Many doctors may worry about the side effects of olanzapine because it was originally used as an atypical antipsychotic agent. In Navari's study10, the maximum tolerated dose of olanzapine (10 mg/d) was used, and no significant changes between the olanzapine containing regimen and the standard regimen were observed for any of the symptom scores. However, when the same dose was used in the Chinese population, Tan11 observed that 73% of patients in the test group had sleepiness during chemotherapy. Further study may be needed to determine the best dose of olanzapine for different races. The other side effects of olanzapine, such as sedation and weight gain22, may not be concerns for patients undergoing chemotherapy.

Thus, olanzapine has been shown to be a safe and effective agent for the prevention of CINV, especially in the delayed phase; it is also a highly cost-effective drug compared with 5-HT3-serotonin antagonists and NK1-antagonists. We have reasons to believe that olanzapine is a good choice for prophylactic treatment in patients receiving highly to moderately emetogenic chemotherapy. Further studies may determine not only which combinations of agents with different mechanisms will be the most beneficial for patients but also the clinical characteristics of the patient groups to achieve so called “personalised therapy”.

Methods

The Medline (Ovid), PubMed, CNKI, Wanfang, and Weipu databases were used to search for electronic publications that were published from 1990 to October, 2013. The keywords included “olanzapine” and “CINV” or “chemotherapy-induced nausea and vomiting or “nausea” or “vomiting”. If there were multiple publications from the same study group, the most complete and recent results were used. The search results were limited to articles published in English or Chinese and studies performed in humans. We did not restrict our selections based on the countries in which the studies were performed. To avoid selection bias, no study was rejected because of poor quality scores.

Ethics

The study protocol was approved by the Coordinating Ethics Committee of Ruijin Hospital, and the study methods were carried out in accordance with the approved guidelines.

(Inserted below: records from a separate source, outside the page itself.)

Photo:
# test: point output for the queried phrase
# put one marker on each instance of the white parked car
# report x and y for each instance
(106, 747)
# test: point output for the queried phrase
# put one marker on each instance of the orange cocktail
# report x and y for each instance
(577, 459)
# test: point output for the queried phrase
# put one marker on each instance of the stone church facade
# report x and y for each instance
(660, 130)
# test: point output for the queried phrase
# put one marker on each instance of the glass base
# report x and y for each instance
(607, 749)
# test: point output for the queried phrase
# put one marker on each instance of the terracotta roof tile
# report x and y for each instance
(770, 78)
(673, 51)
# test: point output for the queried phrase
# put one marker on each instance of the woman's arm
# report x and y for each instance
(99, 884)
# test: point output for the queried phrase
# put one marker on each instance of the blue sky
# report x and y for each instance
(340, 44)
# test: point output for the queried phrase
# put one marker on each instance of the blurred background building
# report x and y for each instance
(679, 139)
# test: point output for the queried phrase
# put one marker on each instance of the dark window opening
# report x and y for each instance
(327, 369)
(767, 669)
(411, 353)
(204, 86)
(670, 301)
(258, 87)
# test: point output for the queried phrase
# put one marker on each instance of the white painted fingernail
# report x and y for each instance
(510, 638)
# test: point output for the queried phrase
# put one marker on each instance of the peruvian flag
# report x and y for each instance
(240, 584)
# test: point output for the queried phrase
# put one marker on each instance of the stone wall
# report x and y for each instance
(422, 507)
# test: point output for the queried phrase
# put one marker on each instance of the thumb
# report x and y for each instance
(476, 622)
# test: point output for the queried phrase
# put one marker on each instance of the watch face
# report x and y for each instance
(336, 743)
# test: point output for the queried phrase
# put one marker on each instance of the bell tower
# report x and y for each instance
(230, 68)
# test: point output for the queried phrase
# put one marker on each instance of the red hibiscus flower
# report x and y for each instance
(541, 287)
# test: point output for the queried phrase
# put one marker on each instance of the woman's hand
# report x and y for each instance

Inclusion/exclusion criteria

Case control studies were included in this meta-analysis, regardless of sample size. The outcome was complete response (CR) of the acute, delayed, and overall phases of CINV after chemotherapy. CR was defined as no emetic episodes and no rescue medication. The overall phase was defined as 0–120 hours after chemotherapy.

Data extraction

Two reviewers (X.F.W. and Y.F.) independently assessed all potentially relevant studies and reached a consensus on all items. In case of disagreement, a third author provided an assessment. The following data were collected from each study: first author, year of publication, ethnicity, study design, baseline characteristics of the study population, total number of cases and controls, and emesis/nausea distribution in cases and controls. After data extraction, discrepancies were adjudicated by discussion until a consensus was reached.

Statistical methods

The meta-analysis was conducted using Review Manager software (version 5.0.19). Odds ratios (OR) and 95% confidence intervals (CI) were calculated. A heterogeneity test p > .05 was interpreted as signifying a low level of heterogeneity suitable for meta-analysis. We also performed subgroup analyses in Chinese patients.

Footnotes

The authors declare no competing financial interests.

Author Contributions Data collection: X.F.W.; statistical analysis: Y.F.; manuscript writing and editing: X.F.W., Y.C., B.L.G. and B.H.H. All of the authors have seen and approved the final version of the manuscript.